# Floating-point routines

XLS provides implementations of several floating-point operations and may add more at any time. Here are listed notable details of our implementations or of floating-point operations in general. Unless otherwise specified, not possible or out-of-scope, all operations and types should be IEEE-754 compliant.

For example, floating-point exceptions have not been implemented; they're outside our current scope. The numeric results of multiplication, on the other hand, should exactly match those of any other compliant implementation.

## APFloat

Floating-point operations are, in general, defined by the same sequence of steps regardless of their underlying bit widths: fractional parts must be expanded then aligned, then an operation (add, multiply, etc.) must be performed, interpreting the fractions as integral types, followed by rounding, special case handling, and reconstructing an output FP type.

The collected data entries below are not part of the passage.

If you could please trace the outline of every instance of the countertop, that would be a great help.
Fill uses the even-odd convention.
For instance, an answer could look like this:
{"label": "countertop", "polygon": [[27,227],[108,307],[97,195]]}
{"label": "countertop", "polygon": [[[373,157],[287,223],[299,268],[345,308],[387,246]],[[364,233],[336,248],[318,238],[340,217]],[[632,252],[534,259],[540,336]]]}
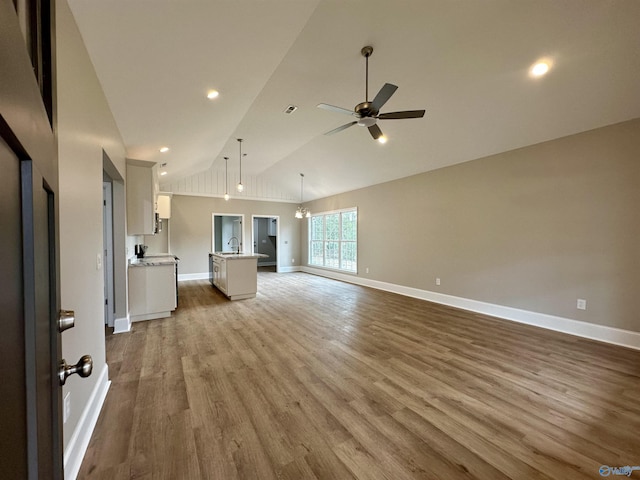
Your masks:
{"label": "countertop", "polygon": [[175,265],[180,259],[169,253],[150,253],[143,258],[132,258],[129,260],[130,267],[156,267],[158,265]]}
{"label": "countertop", "polygon": [[210,257],[226,258],[227,260],[245,260],[248,258],[267,258],[264,253],[232,253],[232,252],[209,252]]}

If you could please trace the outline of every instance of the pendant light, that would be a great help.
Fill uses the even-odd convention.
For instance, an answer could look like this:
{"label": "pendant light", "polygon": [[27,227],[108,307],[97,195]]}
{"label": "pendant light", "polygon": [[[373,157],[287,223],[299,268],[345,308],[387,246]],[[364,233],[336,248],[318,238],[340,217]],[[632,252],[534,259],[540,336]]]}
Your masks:
{"label": "pendant light", "polygon": [[224,157],[224,199],[227,202],[229,201],[229,175],[227,174],[228,163],[229,163],[229,157]]}
{"label": "pendant light", "polygon": [[302,206],[303,201],[303,193],[304,193],[304,173],[300,174],[300,205],[298,205],[298,209],[296,210],[296,218],[309,218],[311,216],[311,210],[308,208],[304,208]]}
{"label": "pendant light", "polygon": [[238,138],[238,146],[240,147],[240,182],[237,185],[237,189],[239,192],[244,190],[244,185],[242,185],[242,139]]}

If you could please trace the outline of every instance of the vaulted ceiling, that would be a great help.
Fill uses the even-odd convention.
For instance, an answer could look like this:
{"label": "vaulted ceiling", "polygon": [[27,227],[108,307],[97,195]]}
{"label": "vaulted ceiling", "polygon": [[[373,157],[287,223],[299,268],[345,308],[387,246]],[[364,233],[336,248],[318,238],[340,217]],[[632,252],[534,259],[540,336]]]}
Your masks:
{"label": "vaulted ceiling", "polygon": [[[128,156],[163,182],[237,170],[243,138],[243,172],[293,198],[304,172],[313,199],[640,117],[637,0],[69,4]],[[384,145],[323,135],[353,119],[316,107],[365,100],[365,45],[369,97],[399,87],[382,111],[427,111],[379,121]]]}

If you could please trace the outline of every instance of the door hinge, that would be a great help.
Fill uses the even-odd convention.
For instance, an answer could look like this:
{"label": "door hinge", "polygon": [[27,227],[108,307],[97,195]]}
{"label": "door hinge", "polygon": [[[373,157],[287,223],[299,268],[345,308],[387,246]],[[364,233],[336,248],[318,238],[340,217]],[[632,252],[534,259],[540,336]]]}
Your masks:
{"label": "door hinge", "polygon": [[104,299],[104,304],[105,304],[105,305],[109,305],[109,299],[108,299],[108,298],[105,298],[105,299]]}

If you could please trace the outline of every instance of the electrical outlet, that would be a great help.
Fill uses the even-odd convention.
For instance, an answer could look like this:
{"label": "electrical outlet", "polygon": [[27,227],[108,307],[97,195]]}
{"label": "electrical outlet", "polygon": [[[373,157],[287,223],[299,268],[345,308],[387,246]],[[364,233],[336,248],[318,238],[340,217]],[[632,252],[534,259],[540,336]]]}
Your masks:
{"label": "electrical outlet", "polygon": [[67,392],[64,396],[64,407],[62,409],[62,423],[67,423],[71,415],[71,392]]}
{"label": "electrical outlet", "polygon": [[292,259],[291,259],[291,263],[292,263],[292,264],[293,264],[293,263],[296,263],[296,259],[295,259],[295,258],[292,258]]}
{"label": "electrical outlet", "polygon": [[369,273],[369,267],[364,269],[364,273]]}
{"label": "electrical outlet", "polygon": [[436,277],[436,285],[440,285],[440,278]]}
{"label": "electrical outlet", "polygon": [[586,310],[587,309],[587,301],[582,299],[582,298],[579,298],[578,302],[576,304],[576,308],[578,310]]}
{"label": "electrical outlet", "polygon": [[102,255],[98,254],[96,257],[96,270],[100,270],[102,268]]}

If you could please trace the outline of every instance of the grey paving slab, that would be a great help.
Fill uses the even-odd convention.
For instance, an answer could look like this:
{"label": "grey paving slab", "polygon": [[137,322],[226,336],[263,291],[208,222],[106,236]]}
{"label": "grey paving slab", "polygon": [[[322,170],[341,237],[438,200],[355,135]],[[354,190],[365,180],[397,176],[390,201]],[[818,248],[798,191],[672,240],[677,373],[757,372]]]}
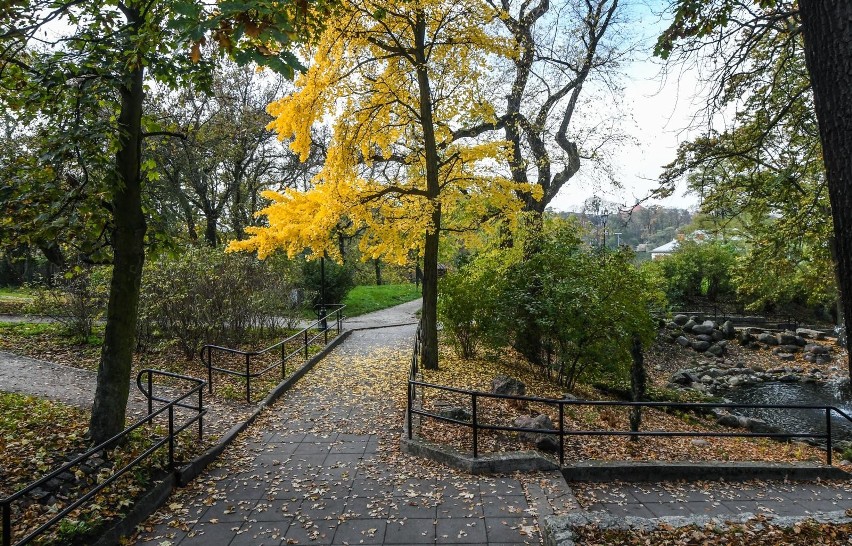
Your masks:
{"label": "grey paving slab", "polygon": [[385,544],[434,544],[434,518],[392,521],[385,528]]}

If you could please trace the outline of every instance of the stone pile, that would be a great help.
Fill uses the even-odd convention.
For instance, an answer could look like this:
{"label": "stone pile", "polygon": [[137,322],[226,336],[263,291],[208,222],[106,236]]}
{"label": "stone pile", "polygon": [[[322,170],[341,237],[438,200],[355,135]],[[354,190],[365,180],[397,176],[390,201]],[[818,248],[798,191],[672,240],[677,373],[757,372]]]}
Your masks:
{"label": "stone pile", "polygon": [[803,359],[813,364],[827,364],[831,361],[831,349],[813,342],[825,339],[825,334],[807,328],[799,328],[795,332],[755,327],[737,329],[731,321],[719,325],[699,316],[675,315],[666,324],[662,335],[681,347],[719,359],[728,353],[728,343],[737,339],[740,345],[749,349],[769,349],[781,360],[795,360],[796,355],[802,353]]}
{"label": "stone pile", "polygon": [[665,335],[681,347],[721,357],[727,352],[728,342],[737,336],[737,331],[731,321],[719,325],[701,317],[675,315],[666,325]]}
{"label": "stone pile", "polygon": [[742,362],[725,359],[679,370],[669,379],[670,388],[689,388],[716,395],[732,387],[747,387],[769,381],[824,383],[828,378],[819,369],[804,371],[797,366],[778,366],[771,369],[748,368]]}

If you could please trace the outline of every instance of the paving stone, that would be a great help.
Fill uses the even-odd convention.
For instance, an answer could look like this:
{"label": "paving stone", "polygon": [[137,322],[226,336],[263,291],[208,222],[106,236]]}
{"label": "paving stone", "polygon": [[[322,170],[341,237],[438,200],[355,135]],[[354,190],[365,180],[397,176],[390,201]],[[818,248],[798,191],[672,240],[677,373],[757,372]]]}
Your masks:
{"label": "paving stone", "polygon": [[293,544],[331,544],[334,540],[336,527],[336,525],[322,521],[315,522],[313,526],[305,529],[298,520],[294,520],[287,529],[284,540],[296,541]]}
{"label": "paving stone", "polygon": [[484,520],[439,519],[435,526],[438,544],[487,543]]}
{"label": "paving stone", "polygon": [[437,507],[439,518],[480,518],[485,516],[479,499],[444,498]]}
{"label": "paving stone", "polygon": [[529,508],[526,497],[522,495],[507,495],[505,497],[483,495],[482,509],[485,517],[491,516],[520,516]]}
{"label": "paving stone", "polygon": [[385,539],[384,519],[351,519],[337,526],[333,544],[382,544]]}
{"label": "paving stone", "polygon": [[532,525],[532,520],[526,518],[485,518],[485,533],[489,544],[492,542],[522,542],[525,538],[528,538],[523,529],[530,525]]}
{"label": "paving stone", "polygon": [[609,504],[600,505],[606,512],[614,516],[636,516],[639,518],[652,518],[654,514],[641,504]]}
{"label": "paving stone", "polygon": [[434,518],[391,521],[385,529],[385,544],[434,544]]}
{"label": "paving stone", "polygon": [[207,508],[198,520],[210,521],[211,519],[218,519],[223,522],[243,521],[254,511],[258,502],[259,501],[255,499],[242,501],[229,499],[219,501],[213,506]]}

This observation leads to the possibility of generic floating-point routines: a fully parameterized add, for example, which can be instantiated with and 8-bit exponent and 23-bit fractional part for binary32 types, and an 11-bit exponent and 52-bit fractional part for binary64 types. Even more interesting, a hypothetical bfloat32 type could immediately be supported by, say, instantiating that adder with, say, 15 exponent bits and 16 fractional ones.

As much as possible, XLS implements FP operations in terms of its APFloat (arbitrary-precision floating-point) type. APFloat is a parameterized floating-point structure with a fixed one-bit sign and specifiable exponent and fractional part size. For ease of use, common types, such as float32, are defined in terms of those APFloat types.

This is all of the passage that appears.